Scenario 1 – Default and Sufficient Collateral Sale:

  • Two years later, due to unforeseen financial difficulties, John defaults on his mortgage. At that time, he still owes LenderBank $450,000.
  • LenderBank proceeds to foreclose on the property.
  • The house is sold at foreclosure for $460,000.
  • After covering the outstanding balance of $450,000, the remaining $10,000 is returned to John, minus any fees and costs associated with the foreclosure process.

In this scenario, the sale of the collateral (the house) covered John’s debt, and no further action from LenderBank is required.

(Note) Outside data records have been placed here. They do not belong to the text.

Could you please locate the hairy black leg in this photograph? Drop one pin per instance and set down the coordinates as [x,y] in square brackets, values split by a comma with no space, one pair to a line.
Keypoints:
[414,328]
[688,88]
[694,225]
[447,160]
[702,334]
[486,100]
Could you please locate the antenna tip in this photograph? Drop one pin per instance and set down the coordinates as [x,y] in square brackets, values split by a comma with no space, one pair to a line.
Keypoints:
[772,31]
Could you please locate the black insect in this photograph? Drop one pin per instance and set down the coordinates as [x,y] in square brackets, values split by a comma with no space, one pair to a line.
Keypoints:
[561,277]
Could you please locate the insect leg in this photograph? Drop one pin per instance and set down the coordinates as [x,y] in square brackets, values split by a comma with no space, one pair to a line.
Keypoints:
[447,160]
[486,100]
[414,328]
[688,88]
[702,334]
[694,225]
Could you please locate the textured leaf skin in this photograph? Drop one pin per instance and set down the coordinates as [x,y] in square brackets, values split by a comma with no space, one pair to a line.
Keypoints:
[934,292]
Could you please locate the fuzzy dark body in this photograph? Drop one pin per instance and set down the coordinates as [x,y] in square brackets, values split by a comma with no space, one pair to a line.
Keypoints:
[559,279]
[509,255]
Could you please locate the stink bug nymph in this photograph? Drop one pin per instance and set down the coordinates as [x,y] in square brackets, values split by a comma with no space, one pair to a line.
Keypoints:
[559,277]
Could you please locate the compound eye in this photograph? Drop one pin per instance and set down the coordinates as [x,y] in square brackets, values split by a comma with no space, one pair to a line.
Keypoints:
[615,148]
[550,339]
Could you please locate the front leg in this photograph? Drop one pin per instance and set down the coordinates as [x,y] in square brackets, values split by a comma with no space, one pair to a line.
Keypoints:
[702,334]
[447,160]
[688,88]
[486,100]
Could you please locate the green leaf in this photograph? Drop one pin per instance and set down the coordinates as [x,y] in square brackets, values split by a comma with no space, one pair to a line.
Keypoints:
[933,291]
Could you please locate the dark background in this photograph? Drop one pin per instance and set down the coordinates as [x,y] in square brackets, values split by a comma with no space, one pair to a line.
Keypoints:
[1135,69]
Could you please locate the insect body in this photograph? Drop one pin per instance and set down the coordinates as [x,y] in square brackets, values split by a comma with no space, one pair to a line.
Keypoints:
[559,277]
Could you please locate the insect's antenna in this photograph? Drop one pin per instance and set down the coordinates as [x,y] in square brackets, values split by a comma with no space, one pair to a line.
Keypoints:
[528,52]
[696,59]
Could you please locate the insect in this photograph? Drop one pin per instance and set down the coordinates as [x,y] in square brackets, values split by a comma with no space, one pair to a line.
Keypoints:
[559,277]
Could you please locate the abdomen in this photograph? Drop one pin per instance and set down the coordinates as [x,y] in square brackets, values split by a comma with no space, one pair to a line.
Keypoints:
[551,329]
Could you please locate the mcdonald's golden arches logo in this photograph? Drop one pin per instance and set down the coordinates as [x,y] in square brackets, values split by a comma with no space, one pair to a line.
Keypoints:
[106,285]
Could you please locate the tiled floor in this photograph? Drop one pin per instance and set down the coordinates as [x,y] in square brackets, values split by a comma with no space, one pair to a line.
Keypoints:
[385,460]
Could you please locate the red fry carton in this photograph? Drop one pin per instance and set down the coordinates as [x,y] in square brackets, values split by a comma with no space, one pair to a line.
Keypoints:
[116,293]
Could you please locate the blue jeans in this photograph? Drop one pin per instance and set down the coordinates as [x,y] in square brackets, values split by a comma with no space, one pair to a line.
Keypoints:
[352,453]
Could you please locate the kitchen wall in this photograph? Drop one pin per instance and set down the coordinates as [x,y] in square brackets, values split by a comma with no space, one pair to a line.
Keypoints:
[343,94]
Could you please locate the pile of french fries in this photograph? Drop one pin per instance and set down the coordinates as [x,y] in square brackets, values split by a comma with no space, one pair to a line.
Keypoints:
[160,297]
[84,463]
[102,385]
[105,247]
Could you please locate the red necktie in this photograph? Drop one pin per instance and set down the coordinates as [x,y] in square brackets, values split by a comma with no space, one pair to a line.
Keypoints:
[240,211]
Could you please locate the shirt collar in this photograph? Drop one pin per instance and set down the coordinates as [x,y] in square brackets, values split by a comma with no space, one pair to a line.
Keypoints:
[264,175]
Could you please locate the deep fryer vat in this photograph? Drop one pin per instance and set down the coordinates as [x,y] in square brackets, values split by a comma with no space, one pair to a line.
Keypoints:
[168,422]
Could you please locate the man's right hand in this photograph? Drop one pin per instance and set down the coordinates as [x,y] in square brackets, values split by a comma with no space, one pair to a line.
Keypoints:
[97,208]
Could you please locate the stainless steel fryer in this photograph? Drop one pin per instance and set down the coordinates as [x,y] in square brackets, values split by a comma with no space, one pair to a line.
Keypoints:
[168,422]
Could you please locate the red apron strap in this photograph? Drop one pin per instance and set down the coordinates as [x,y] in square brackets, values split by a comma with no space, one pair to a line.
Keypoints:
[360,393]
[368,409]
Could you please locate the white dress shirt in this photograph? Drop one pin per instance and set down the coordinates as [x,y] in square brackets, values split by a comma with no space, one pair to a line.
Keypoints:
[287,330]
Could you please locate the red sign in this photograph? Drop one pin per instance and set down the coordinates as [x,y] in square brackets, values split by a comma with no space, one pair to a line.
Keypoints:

Scenario 2 – Default and Insufficient Collateral Sale:

  • The real estate market has taken a downturn. Two years after John took out his mortgage, he defaults, with $450,000 still outstanding.
  • LenderBank forecloses on the property.
  • Due to the market downturn, the house only sells for $420,000 at foreclosure.
  • After the sale, there’s still a $30,000 deficit between what John owed and what LenderBank recovered from selling the property.
  • Since it’s a recourse loan, LenderBank can pursue John for the remaining $30,000. They might do this by garnishing his wages, freezing his bank accounts, or placing liens on his other assets until the debt is satisfied.

In contrast, if John’s mortgage had been a non-recourse loan, LenderBank would have to absorb the $30,000 loss and would not be able to pursue John’s other assets.

This example highlights the additional risks borrowers face with recourse loans. They might lose not only the collateral (in this case, the house) but also be responsible for further payments if the collateral doesn’t fully cover the outstanding debt. On the other hand, the lender is better protected in a recourse agreement since they have more avenues to recover their funds in the event of a default.